Donaldson'ın araştırması, yakın ilişkilerde insan beyninin iç işleyişine ve bu bağlar koptuğunda bireylerin nörokimyasal olarak nasıl başa çıktıklarına ışık tutmayı amaçlıyor. Çalışma, bir nörotransmitter olan dopaminin aşkın sürdürülmesinde çok önemli bir rol oynadığını ortaya koyuyor.

Son teknoloji araştırma

Araştırmacılar, eşleriyle yeniden bir araya gelmek isteyen tarla farelerinde gerçek zamanlı beyin aktivitesini gözlemlemek için gelişmiş nörogörüntüleme teknolojisi kullandı. İnsanları ödüllendirici şeylerin peşinden gitmeye motive etmekten sorumlu olan nucleus accumbens, tarla fareleri eşleriyle etkileşime girdiğinde, el ele tutuşan insanlarda gözlemlenen beyin aktivitesine benzer şekilde aydınlandı.

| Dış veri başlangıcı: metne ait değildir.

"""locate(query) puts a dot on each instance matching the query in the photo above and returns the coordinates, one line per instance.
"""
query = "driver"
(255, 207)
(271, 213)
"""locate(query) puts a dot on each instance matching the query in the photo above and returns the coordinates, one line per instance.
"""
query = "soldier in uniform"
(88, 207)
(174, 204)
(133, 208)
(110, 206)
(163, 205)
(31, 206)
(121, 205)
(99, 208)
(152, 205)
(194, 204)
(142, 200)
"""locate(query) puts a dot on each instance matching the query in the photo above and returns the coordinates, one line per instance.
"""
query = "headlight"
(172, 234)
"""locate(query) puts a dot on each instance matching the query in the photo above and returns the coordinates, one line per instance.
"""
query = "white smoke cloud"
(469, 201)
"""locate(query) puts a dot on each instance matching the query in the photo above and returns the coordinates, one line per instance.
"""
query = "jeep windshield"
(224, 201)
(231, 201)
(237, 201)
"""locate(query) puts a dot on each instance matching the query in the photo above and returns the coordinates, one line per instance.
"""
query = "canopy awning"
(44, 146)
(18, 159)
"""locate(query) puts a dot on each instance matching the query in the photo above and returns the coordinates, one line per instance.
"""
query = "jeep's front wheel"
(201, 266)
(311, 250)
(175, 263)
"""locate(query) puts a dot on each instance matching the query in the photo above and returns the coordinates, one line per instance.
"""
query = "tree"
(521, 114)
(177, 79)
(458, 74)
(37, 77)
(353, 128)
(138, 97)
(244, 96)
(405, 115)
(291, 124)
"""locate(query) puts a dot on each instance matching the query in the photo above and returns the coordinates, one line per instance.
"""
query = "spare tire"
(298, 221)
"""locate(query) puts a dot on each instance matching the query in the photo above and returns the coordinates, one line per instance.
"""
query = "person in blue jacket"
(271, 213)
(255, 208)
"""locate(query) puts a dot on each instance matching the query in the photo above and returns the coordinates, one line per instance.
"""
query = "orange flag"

Aşkın ardındaki bilim: Baskı

Çalışma, belirli bireylerin beynimizde benzersiz bir kimyasal iz bıraktığını ve bizi zaman içinde bu bağları sürdürmeye motive ettiğini öne sürüyor. Dopamin seviyeleri, bir partnerin varlığında, bir yabancıyla olan etkileşimlere kıyasla önemli ölçüde daha yüksekti.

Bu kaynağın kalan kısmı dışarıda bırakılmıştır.